Leaders from two of the first accountable care organizations (ACOs) accredited by the National Committee for Quality Assurance (NCQA) shared their experiences during NCQA’s webinar “Lessons from the First Accredited ACOs.” The two ACOs, both of which are large multispecialty group practices, are collaborating with payers and employers to leverage quality and efficiency in health care.
"We are working aggressively with payers to develop commercial risk contracts that reward us for outcomes rather than transactions," says Hal Teitelbaum, MD, managing partner and CEO, Crystal Run Healthcare. "Under traditional fee-for-service arrangements, we are actually penalized for efficient care. The transformation from volume to value involves the concept of demand destruction—the better we take care of patients, the fewer services necessary, and the lower the intensity of services required. In contrast, under traditional fee-for-service arrangements, the better we do for patients, the less we are compensated.
"Fundamentally, we believe that value-based care—the care provided by accountable care organizations—is in the best interest of our patients, society, and our physicians, who gain the most satisfaction when they do the best they can for our patients.
"We are currently in the process of implementing value-based contracts with Empire Blue Cross Blue Shield, Aetna, and Affinity, among others. These agreements typically take the form of shared savings, and utilize performance measures similar to those in the Medicare Shared Savings Program, in which we also participate. We plan to transition to increased levels of risk over the next 12 to 36 months.
"In addition, we’re looking to partner directly with self-insured employers through agreements involving aggregate stop-loss to create a shared savings environment. In such an arrangement, our practice works with a third-party administrator who adjudicates claims from various providers for services provided to employees. Crystal Run Healthcare serves as the core of a narrow network of select providers. The stop-loss covers the cost of any care provided beyond a predetermined aggregate amount.
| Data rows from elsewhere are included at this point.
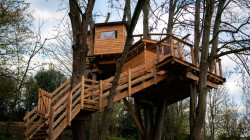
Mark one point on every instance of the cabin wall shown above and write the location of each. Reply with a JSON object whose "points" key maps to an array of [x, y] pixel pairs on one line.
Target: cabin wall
{"points": [[109, 46], [139, 59], [150, 56]]}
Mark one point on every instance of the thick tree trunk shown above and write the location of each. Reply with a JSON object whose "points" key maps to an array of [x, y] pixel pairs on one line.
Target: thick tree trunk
{"points": [[109, 108], [202, 87], [79, 22], [171, 17], [159, 121], [193, 100], [216, 33], [197, 33], [138, 115], [146, 123]]}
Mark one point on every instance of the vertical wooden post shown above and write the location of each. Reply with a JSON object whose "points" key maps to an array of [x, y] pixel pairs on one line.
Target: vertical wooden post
{"points": [[220, 69], [215, 67], [129, 82], [100, 95], [69, 106], [180, 50], [158, 53], [133, 116], [82, 92], [171, 44], [51, 123], [192, 54], [155, 72]]}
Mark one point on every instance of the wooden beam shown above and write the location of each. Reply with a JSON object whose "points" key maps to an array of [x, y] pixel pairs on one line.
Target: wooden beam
{"points": [[107, 62], [196, 78], [133, 116]]}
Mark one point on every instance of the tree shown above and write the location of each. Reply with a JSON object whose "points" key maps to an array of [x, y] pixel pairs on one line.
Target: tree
{"points": [[198, 120], [108, 110], [79, 23]]}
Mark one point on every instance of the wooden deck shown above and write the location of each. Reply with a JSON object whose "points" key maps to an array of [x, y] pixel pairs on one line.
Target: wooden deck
{"points": [[167, 77]]}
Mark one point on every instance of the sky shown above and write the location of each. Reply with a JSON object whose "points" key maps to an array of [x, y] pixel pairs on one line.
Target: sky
{"points": [[48, 11]]}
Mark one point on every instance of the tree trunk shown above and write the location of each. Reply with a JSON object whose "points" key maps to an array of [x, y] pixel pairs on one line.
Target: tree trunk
{"points": [[109, 108], [197, 33], [171, 17], [138, 115], [202, 87], [159, 121], [193, 100], [127, 12], [216, 33], [145, 19], [79, 22]]}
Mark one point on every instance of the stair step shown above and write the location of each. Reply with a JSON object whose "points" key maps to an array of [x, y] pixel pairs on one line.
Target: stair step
{"points": [[39, 138], [41, 133]]}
"By employing the tenets of accountable care, we are able to provide higher-quality care at a lower cost. We will share savings with employers, and those employers can pass that savings on to employees in the form of higher wages or lower employee contributions to health insurance premiums.
"Finally, we are exploring the possibility of starting our own health plan, which we believe provides the ultimate in accountability. We can share the benefits of improved care, improved health, and lower cost with employers and individuals who contract with us directly.
Hal Teitelbaum, MD, JD, MBA, is managing partner and CEO, Crystal Run Healthcare, Middletown, N.Y.
"The accountable care movement is trying to manage healthcare spending so that we receive greater benefit from each dollar spent. At Kelsey-Seybold, we are embracing the mission of lowering costs and increasing efficiency deep into the marketplace," says Spencer C. Berthelsen, chairman and managing director. "We own and operate a Medicare Advantage Plan known as KelseyCare Advantage, which has 23,000 members. We also offer a commercial version of this accountable brand of health care through KelseyCare powered by Cigna, in collaboration with Cigna.
As the Affordable Care Act takes hold in 2014, it will offer coverage to previously uninsured members of our communities, which will tend to raise the overall cost of the insurance risk pool. As a result, some employers that are currently fully insured will seek to become self-funded. We think we can offer them an opportunity to seek medical care within Kelsey-Seybold that is designed to raise value by increasing quality and eliminating unnecessary cost.
Spencer R. Berthelsen, is chairman and managing director, Kelsey-Seybold Clinic, Houston.